OMC: le Canada est prêt à se rabattre sur l'Asie

David Emerson, le ministre canadien du Commerce international
Photo: Agence Reuters David Emerson, le ministre canadien du Commerce international

Le Canada se dit prêt à se rabattre sur un éventuel projet de libéralisation des échanges avec l'Asie en cas d'échec à l'OMC.

Le premier choix des Canadiens demeure sans conteste la conclusion d'une entente à l'Organisation mondiale du commerce (OMC), a déclaré hier en conférence de presse téléphonique d'Hanoï, au Vietnam, le ministre du Commerce international, David Emerson. «Mais il nous faut un plan B. Nous ne pouvons tout simplement pas rester assis et présumer que le cycle de Doha fonctionnera.»

Ce plan B serait la réanimation du rêve porté par le Forum de coopération économique en Asie-Pacifique (APEC), dont le Canada est membre, avec 20 autres pays, et qui tiendra sa réunion annuelle des chefs d'État et de gouvernement, samedi et dimanche, à Hanoï. «Lorsqu'on regarde nos habitudes de commerce et l'endroit dans le monde où les chances de croissance sont les plus grandes, on voit que l'APEC représente sans doute la meilleure solution de rechange», a-t-il déclaré au terme d'une journée de rencontres bilatérales avec des homologues.

Fondé en 1989 et regroupant 21 pays bordant l'océan Pacifique, dont le Canada, les États-Unis, la Chine, le Japon, l'Australie, l'Indonésie, la Russie, le Chili et le Mexique, l'APEC n'a donné jusqu'à présent que de maigres résultats, de l'avis des experts. Théâtre d'un foisonnement d'ententes commerciales régionales et bilatérales, la région n'a fait que s'éloigner, plutôt que de se rapprocher de l'établissement d'une éventuelle zone de libre-échange. Des voix au sein des communautés d'affaires réclament aujourd'hui que l'on redonne la priorité à cet objectif.

Les négociations à l'OMC, quant à elles, ont été suspendues indéfiniment cet été. Il reste peu d'espoir qu'une entente soit conclue avant que le président Bush ne perde en juillet les prérogatives qui lui permettent de négocier à sa manière (communément appelées «fast track») et qu'un Congrès américain en proie aux démons du protectionnisme a peu de chances de lui renouveler.

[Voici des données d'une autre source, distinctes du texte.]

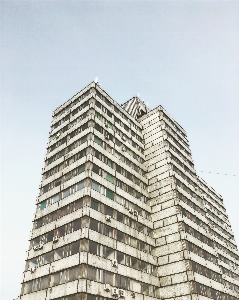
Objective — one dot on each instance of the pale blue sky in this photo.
(183, 55)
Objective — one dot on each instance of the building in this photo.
(121, 212)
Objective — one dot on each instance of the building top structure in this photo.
(121, 212)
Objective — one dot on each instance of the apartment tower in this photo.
(122, 213)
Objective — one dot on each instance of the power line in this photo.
(218, 173)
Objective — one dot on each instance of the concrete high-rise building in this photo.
(121, 212)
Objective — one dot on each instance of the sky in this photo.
(183, 55)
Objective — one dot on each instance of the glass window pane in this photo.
(42, 205)
(95, 186)
(80, 186)
(109, 194)
(65, 193)
(81, 169)
(98, 141)
(59, 253)
(74, 248)
(110, 178)
(55, 198)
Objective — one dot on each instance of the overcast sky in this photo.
(183, 55)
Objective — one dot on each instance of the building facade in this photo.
(121, 212)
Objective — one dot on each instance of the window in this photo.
(55, 198)
(95, 186)
(98, 141)
(93, 248)
(81, 169)
(94, 224)
(65, 193)
(42, 205)
(74, 248)
(80, 186)
(76, 224)
(96, 169)
(120, 258)
(109, 194)
(109, 177)
(94, 204)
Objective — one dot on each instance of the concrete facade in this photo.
(121, 212)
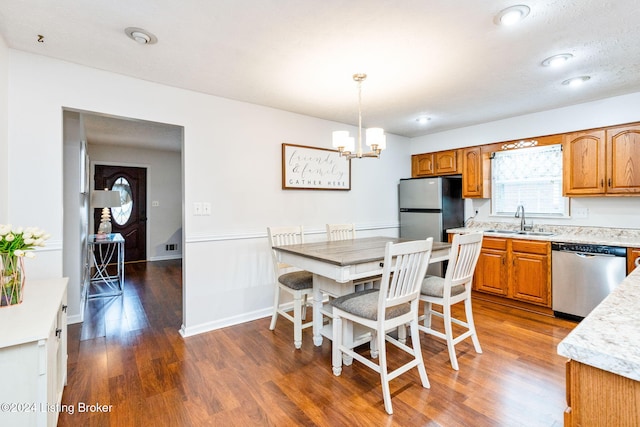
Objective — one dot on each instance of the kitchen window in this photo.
(531, 177)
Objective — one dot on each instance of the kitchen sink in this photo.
(534, 233)
(520, 233)
(502, 231)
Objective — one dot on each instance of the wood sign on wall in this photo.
(312, 168)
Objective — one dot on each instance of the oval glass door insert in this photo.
(122, 214)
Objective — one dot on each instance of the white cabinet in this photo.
(33, 355)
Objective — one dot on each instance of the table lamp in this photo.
(105, 199)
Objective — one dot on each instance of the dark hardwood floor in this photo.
(129, 356)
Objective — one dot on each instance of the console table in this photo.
(106, 250)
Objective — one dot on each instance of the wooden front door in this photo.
(131, 219)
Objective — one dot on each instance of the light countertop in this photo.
(629, 238)
(33, 319)
(609, 337)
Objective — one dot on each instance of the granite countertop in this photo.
(625, 237)
(609, 337)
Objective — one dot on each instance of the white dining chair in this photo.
(455, 287)
(385, 309)
(298, 283)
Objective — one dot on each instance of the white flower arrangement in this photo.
(21, 241)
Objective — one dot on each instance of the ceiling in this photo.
(447, 60)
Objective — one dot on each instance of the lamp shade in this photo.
(105, 199)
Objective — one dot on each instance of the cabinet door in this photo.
(472, 173)
(632, 255)
(446, 162)
(623, 159)
(530, 278)
(491, 273)
(422, 165)
(584, 165)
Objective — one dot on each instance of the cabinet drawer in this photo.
(530, 246)
(494, 243)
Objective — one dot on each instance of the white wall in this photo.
(619, 212)
(164, 185)
(231, 158)
(74, 246)
(4, 143)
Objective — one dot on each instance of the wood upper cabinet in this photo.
(492, 272)
(447, 162)
(516, 269)
(423, 165)
(475, 173)
(531, 272)
(623, 159)
(602, 162)
(632, 255)
(435, 164)
(584, 163)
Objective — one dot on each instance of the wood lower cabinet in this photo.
(531, 272)
(632, 255)
(492, 273)
(515, 269)
(600, 398)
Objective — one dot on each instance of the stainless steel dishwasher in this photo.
(583, 275)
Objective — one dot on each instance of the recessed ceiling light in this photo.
(557, 60)
(140, 36)
(576, 81)
(512, 15)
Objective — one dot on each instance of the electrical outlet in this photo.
(580, 213)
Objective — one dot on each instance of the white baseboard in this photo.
(223, 323)
(165, 257)
(76, 318)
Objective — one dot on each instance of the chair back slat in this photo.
(405, 265)
(341, 232)
(465, 250)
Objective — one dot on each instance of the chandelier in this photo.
(376, 138)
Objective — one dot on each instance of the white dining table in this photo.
(337, 264)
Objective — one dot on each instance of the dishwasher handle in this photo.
(584, 255)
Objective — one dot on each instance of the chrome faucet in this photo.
(520, 214)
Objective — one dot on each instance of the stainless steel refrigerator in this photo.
(430, 206)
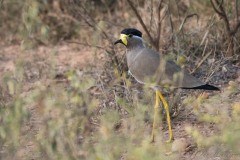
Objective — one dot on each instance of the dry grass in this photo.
(62, 100)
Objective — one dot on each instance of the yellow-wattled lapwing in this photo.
(148, 67)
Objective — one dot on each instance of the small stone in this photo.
(179, 145)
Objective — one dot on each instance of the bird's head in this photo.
(130, 37)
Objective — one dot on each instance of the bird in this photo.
(150, 68)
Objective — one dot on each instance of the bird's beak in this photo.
(123, 39)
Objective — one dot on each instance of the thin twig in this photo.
(141, 21)
(185, 19)
(87, 44)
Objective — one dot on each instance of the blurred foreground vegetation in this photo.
(99, 112)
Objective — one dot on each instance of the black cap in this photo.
(132, 31)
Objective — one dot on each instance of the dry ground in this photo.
(74, 57)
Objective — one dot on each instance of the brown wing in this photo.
(147, 67)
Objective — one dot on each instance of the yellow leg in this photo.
(168, 115)
(155, 116)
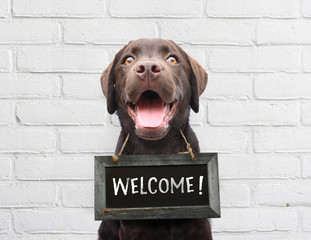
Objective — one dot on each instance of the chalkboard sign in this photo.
(157, 187)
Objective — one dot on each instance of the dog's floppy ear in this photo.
(108, 82)
(198, 83)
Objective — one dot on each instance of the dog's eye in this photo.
(171, 60)
(129, 60)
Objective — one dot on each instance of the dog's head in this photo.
(152, 83)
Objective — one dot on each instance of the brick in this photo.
(80, 237)
(61, 112)
(306, 166)
(259, 166)
(5, 221)
(27, 141)
(5, 168)
(104, 32)
(249, 236)
(84, 86)
(221, 139)
(284, 32)
(96, 140)
(29, 32)
(4, 8)
(155, 8)
(5, 236)
(55, 220)
(306, 219)
(253, 113)
(26, 195)
(277, 220)
(6, 110)
(245, 220)
(198, 119)
(306, 61)
(196, 53)
(29, 86)
(5, 61)
(294, 194)
(228, 86)
(58, 8)
(54, 168)
(263, 59)
(66, 236)
(283, 140)
(208, 32)
(306, 113)
(235, 220)
(62, 60)
(282, 86)
(234, 195)
(43, 236)
(78, 195)
(253, 8)
(306, 8)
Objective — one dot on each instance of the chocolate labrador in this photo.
(152, 83)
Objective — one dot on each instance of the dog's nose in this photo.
(148, 69)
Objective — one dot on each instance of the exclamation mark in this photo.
(200, 184)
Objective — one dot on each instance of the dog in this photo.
(152, 84)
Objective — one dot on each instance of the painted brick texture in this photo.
(255, 111)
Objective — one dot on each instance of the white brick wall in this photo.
(255, 112)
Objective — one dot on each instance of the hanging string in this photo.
(188, 146)
(116, 158)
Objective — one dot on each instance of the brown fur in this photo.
(183, 82)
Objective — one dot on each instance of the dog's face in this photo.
(152, 83)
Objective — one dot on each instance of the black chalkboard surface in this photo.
(156, 187)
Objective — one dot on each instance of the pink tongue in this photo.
(150, 112)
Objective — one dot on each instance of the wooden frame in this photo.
(209, 210)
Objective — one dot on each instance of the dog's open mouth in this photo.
(151, 111)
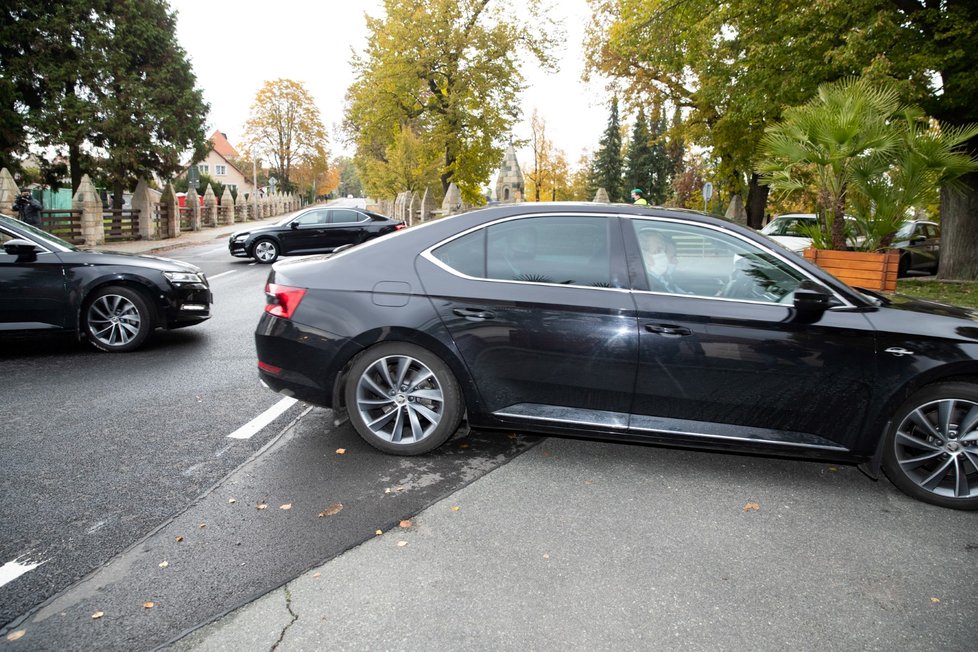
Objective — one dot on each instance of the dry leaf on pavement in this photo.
(335, 508)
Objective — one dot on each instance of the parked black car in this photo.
(627, 323)
(315, 230)
(114, 300)
(919, 242)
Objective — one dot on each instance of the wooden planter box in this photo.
(870, 270)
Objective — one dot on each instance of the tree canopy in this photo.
(442, 78)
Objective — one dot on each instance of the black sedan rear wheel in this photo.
(118, 319)
(265, 251)
(931, 449)
(403, 399)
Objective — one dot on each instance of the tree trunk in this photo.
(756, 202)
(959, 232)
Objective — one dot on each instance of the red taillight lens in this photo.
(282, 300)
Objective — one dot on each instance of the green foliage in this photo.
(448, 73)
(606, 171)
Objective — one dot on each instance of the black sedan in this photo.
(314, 230)
(114, 300)
(627, 323)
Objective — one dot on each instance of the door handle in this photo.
(668, 329)
(474, 314)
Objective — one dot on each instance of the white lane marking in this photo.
(251, 428)
(14, 569)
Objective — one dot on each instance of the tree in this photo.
(448, 72)
(607, 166)
(285, 127)
(99, 79)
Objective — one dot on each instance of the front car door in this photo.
(539, 311)
(720, 355)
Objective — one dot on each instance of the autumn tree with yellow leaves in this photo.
(285, 129)
(438, 87)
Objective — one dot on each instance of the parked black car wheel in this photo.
(118, 319)
(266, 251)
(932, 447)
(403, 399)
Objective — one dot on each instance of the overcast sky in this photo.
(237, 45)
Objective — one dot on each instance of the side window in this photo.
(696, 261)
(560, 250)
(345, 217)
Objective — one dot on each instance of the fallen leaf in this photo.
(335, 508)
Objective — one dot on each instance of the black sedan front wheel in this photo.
(931, 449)
(403, 399)
(118, 319)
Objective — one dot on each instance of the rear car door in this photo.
(538, 308)
(33, 293)
(721, 357)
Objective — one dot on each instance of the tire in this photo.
(265, 251)
(931, 449)
(117, 319)
(403, 399)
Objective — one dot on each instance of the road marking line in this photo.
(252, 428)
(14, 569)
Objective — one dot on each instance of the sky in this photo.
(237, 45)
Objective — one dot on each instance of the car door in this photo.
(720, 356)
(33, 292)
(539, 312)
(345, 227)
(307, 233)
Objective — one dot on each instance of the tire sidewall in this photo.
(950, 390)
(451, 416)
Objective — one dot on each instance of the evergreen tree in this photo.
(607, 171)
(638, 162)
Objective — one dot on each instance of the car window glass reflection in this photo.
(688, 260)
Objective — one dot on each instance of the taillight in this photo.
(282, 300)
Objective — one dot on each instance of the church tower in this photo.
(509, 183)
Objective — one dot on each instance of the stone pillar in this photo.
(210, 207)
(453, 200)
(240, 208)
(192, 204)
(87, 200)
(8, 192)
(171, 209)
(144, 202)
(227, 204)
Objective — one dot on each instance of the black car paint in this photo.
(294, 239)
(798, 397)
(47, 291)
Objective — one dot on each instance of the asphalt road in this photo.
(109, 458)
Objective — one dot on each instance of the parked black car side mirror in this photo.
(25, 250)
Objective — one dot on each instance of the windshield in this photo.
(45, 237)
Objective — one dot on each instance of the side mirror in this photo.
(25, 250)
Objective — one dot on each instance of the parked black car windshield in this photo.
(54, 241)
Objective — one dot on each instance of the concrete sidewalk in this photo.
(590, 546)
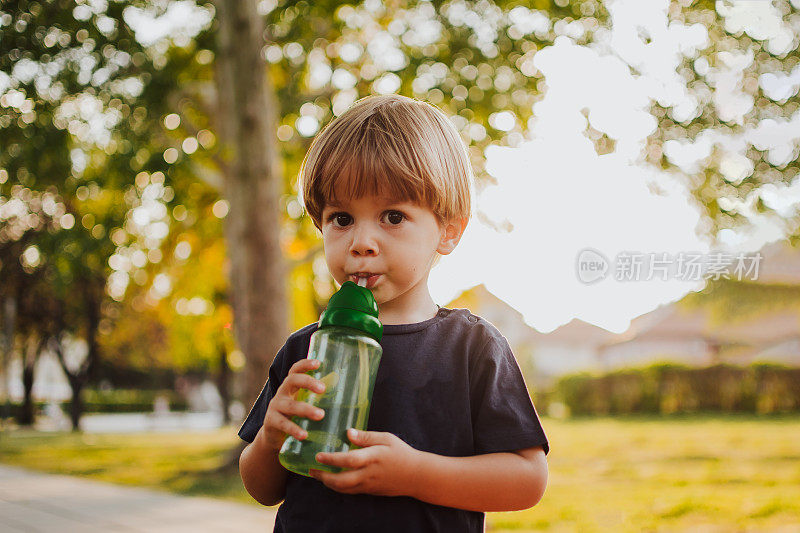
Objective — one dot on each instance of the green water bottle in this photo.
(347, 346)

L'un des objectifs déclarés de la réunion de l'APEC à Hanoï est de lancer un appel au sauvetage du cycle de Doha. Le fait de réentendre des voix prôner le libre-échange entre des États d'Amérique et d'Asie convaincra peut-être certains pays qui ne font pas partie de l'APEC de laisser tomber leurs objections contre l'OMC et de permettre une conclusion rapide du cycle de Doha, a espéré David Emerson. «Il n'y a pas de doute dans mon esprit que, pour le Canada, plus le cadre des règles commerciales est large et multilatéral, meilleur il est.»

Il s'est dit convaincu que les États-Unis partagent la même opinion et qu'ils continueront à le faire en dépit de l'élection d'une nouvelle majorité démocrate réputée plus protectionniste. «Personnellement, ça ne m'empêche pas de dormir la nuit», a-t-il dit à propos de la menace d'une multiplication des conflits commerciaux entre le Canada et son imposant voisin. «La réalité est que le Canada est le principal marché d'exportation de 38 des 50 États américains. Le traitement de certains dossiers pourrait subir quelques retards a-t-il admis. Mais je crois que le Congrès américain et le peuple américain en général restent généralement attachés au maintien d'un cadre de règles commerciales multilatérales.»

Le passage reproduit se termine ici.